Lo vimos también en otros asuntos de índole parecida, como el de la niña Mari Luz, donde el reproche parecía caer más sobre los profesionales que sobre el terrible asesino.
Y lo seguimos viendo en muchos asuntos más. Jueces o fiscales que son perseguidos por las cámaras y son objeto de comentarios como si de personajes de la farándula se tratara.
Y, lo que es peor, que son víctimas de campañas de menosprecio y descrédito en que los opinadores profesionales –también llamados “todólogos”-, con total desconocimiento del derecho y partiendo de la más absoluta desinformación, hacen mofa y befa de lo que se les ocurre, y se quedan tan frescos.
No sé si estos escupidores de veneno se paran alguna vez a pensar que nosotros, además de jueces o fiscales, somos personas. Es más, que trabajamos de fiscal, o de juez, pero somos padres, madres, hijos, hijas, hermanos, amigos, y mil cosas, sea miembro de una sociedad gastronómica o de un club de “patchwork”, y maldita la gracia que tiene que nuestros seres queridos tengan que sufrir a costa de lo que a cualquiera le apetezca escribir o tertuliear sobre nosotros. Es doloroso para nuestras familias ver nuestro trabajo, que ellos sí conocen, expuesto y tirado por los suelos sin ningún fundamento.
Y ya sé que muchos se ampararán en la libertad de expresión, por supuesto. Y no seré yo quien cuestiones este derecho, tan esencial que sin él no hay democracia posible. Pero usarlo como paraguas para meter bajo él mentiras e infundios, es degradarlo, no ejercitarlo. Y a todos nos corresponde defenderlo.
Que es, ni más ni menos, lo que deben hacer los periodistas responsables, porque a las teclas del ordenador las carga el diablo, y hay que tener tiento, y acierto, con lo que se publica.

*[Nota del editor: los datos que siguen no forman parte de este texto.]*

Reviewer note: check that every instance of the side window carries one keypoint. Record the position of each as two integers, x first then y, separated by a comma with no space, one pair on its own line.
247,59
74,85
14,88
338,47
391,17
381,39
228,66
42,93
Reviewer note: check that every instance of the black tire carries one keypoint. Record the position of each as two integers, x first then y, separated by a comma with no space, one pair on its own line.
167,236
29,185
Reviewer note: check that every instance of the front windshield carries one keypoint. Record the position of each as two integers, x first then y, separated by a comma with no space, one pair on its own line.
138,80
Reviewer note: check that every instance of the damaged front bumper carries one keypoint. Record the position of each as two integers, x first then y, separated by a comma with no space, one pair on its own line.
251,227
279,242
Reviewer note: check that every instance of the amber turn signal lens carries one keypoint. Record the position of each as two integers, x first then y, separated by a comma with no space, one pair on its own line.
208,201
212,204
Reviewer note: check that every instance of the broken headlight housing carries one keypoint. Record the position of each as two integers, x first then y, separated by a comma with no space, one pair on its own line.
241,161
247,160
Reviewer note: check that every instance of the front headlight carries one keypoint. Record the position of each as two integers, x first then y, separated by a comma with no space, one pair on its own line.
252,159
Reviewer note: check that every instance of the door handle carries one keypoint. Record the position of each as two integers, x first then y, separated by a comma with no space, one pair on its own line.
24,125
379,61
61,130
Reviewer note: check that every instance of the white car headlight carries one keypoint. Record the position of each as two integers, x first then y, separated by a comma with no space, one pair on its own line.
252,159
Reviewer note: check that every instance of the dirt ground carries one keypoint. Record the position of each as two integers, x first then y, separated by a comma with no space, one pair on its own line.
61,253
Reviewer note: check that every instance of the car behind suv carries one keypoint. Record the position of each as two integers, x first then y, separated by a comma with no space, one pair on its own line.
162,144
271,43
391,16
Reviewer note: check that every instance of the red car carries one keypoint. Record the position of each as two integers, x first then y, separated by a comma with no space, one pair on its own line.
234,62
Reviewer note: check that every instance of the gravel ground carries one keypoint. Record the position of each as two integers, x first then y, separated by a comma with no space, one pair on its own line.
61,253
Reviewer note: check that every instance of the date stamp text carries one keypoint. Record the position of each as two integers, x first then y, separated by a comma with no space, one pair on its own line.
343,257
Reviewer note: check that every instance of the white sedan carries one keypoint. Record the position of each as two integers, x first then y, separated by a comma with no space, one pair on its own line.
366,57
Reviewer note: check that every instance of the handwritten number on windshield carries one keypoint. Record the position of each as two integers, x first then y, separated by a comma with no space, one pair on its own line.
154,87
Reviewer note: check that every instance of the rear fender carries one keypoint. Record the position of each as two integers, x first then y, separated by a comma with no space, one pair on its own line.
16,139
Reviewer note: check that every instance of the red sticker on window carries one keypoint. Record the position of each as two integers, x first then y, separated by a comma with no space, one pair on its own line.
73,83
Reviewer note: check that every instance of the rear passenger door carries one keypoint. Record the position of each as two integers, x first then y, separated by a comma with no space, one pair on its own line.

Me he desgañitado más de una vez defendiendo ante mis compañeros la labor de los medios de comunicación. Pero poco tengo que hacer cuando vienen estos señores y con sus lenguas viperinas me machacan el argumento.
Porque, por si no lo piensan, no sólo echan por tierra nuestro trabajo, sino también el de todos los buenos periodistas a los que dejan a los pies de los caballos.
Porque de poco sirve una rectificación o una nota de prensa, si la hay, cuando el daño ya está hecho. Que ya dice el refrán desde antiguo eso de “injuria que algo queda…”
Así que hagan juego, señores. Afilen sus lápices y elijan entre la verdad y la mentira, entre escribir artículos o libelos. Pero sepan que se ser injuriados no va en nuestro sueldo, como insultar no va en el suyo. Ni debería ir en el de nadie.